The New York State Department of Labor recently issued a proposed rule which would combine the current wage orders for the restaurant and hotel industries to form a single Minimum Wage Order for the Hospitality Industry.  If adopted, the Wage Order would affect requirements related to the minimum wage, tip credits and pooling, customer service charges, allowances, overtime calculations, and other common issues within the restaurant and hotel industries.  Additionally, the Wage Order would provide helpful guidance for traditionally ambiguous wage issues such as the handling of service charges and the definition of an employee uniform for purposes of a laundry allowance.  Highlights of the Wage Order include:

·         Minimum Wage (Effective January 1, 2011) 

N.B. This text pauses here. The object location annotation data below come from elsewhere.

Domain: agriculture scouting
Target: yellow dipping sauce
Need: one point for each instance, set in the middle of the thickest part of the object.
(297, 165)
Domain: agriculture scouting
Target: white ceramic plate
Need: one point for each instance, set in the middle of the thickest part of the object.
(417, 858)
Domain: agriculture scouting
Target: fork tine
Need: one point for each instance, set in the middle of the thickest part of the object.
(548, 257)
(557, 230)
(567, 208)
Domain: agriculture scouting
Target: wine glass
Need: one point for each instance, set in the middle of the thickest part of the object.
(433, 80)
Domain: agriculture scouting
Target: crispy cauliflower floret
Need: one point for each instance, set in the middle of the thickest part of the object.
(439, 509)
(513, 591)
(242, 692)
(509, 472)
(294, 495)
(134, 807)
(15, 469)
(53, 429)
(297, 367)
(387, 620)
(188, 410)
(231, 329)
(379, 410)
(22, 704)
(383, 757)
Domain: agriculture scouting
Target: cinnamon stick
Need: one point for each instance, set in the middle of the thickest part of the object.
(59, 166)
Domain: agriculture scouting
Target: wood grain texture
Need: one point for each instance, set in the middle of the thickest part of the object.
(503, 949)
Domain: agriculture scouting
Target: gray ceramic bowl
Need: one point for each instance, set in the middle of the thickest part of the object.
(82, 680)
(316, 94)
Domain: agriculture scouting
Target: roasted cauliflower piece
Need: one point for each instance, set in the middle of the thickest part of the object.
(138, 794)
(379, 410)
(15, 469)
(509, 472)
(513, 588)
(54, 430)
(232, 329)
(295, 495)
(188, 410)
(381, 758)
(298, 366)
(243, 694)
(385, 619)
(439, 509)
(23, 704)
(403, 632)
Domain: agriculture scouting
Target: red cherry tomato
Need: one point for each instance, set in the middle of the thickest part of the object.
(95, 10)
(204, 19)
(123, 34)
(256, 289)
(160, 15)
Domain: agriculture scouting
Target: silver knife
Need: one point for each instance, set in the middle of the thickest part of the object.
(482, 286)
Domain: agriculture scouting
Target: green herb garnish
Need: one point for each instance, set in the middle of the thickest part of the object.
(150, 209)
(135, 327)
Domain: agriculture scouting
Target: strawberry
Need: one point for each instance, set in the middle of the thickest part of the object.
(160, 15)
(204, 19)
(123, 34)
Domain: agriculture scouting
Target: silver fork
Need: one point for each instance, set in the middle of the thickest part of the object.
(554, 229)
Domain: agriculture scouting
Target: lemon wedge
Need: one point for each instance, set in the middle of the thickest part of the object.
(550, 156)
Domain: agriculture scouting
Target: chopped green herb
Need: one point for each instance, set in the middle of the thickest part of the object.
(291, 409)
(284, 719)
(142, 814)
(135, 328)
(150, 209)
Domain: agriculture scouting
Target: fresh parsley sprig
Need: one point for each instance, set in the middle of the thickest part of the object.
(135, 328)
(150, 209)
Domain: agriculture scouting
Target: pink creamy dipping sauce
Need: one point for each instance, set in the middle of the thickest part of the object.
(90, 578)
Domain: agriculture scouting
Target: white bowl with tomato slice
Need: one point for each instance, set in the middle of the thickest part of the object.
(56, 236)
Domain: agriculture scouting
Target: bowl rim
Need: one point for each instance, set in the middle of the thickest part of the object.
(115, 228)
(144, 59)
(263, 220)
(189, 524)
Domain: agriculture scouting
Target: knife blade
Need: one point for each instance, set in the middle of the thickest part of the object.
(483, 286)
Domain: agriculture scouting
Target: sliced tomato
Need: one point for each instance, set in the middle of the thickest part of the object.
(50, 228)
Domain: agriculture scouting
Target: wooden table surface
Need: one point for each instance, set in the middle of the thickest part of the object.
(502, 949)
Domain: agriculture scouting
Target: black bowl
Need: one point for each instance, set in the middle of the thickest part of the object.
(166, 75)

o       Food service workers would need to receive at least $5.00 per hour and no more than $2.25 per hour in tip credits; however, the total of tips they receive plus their hourly wages would need to amount to $7.25 per hour

o       Service employees (at non-resort hotels) would need to receive at least $5.65 per hour and no more than $1.60 per hour in tip credits; however, the total of tips they receive plus their hourly wages would need to amount to $7.25 per hour

o       Service employees (resort hotel employees) would need to receive at least $4.90 per hour and no more than $2.35 per hour in tip credits; however their weekly average for tips would need to be at least $4.10 per hour 

 

·         Notifications to Employees and Customers 

o       Prior to beginning employment, employers now would need to notify employees that they are taking a tip credit from their wages

o       Employers would need to notify employees of any changes to their hourly rate of pay

o       Employers would need to notify customers of any charge that is neither for food/beverage nor a gratuity to a service employee; for example, a banquet or special function charge 

 

·         No More Set-Off of Wages Paid in Excess of Minimum Wage 

o       Employers would need to pay an additional hour at the rate of minimum wage for each hour the employee works beyond 10 hours per day, regardless of whether the rate of pay for the first 10 hours is above the minimum wage

 

·         No More Salary for Non-Exempt Employees 

o       Currently, a non-exempt employee can still be paid a salary so long as he/she is paid one and one-half times the regular rate of pay for hours worked beyond 40 hours during the week

o       If adopted, the Wage Order would require that all non-exempt workers (except commissioned salespersons) are paid on an hourly basis 

 

·         Tip Pooling 

o       Employers could require food service workers to join a tip pool

o       This would not apply to employees who do not provide direct food service to customers (however, a host/hostess who seats guests would be considered a direct food service employee and therefore eligible to participate in a tip pool) 

 

·         Increased Guidance 

o       Employers would be able to retain service charges if, and only if, they clearly explain to customers that such charges are not distributed to service employees

o       The Wage Order would exclude from the definition of “uniform” any clothing that may be worn as part of an employee’s wardrobe outside of work

o       Employers would not need to reimburse employees for the laundry expenses of any uniform clothing that can be washed with the employee’s non-uniform clothing; for example, a uniform that does not require dry cleaning

The new Wage Order signifies the New York State Department of Labor’s attempt to simplify the wage and hour rules for the restaurant and hotel industries while stepping up its enforcement of overtime and deduction violations, particularly with respect to non-exempt employees who are currently paid a salary as opposed to an hourly wage.   Of course, these highlighted changes are only a portion of the changes that would come into effect in the event the Wage Order is adopted in its entirety.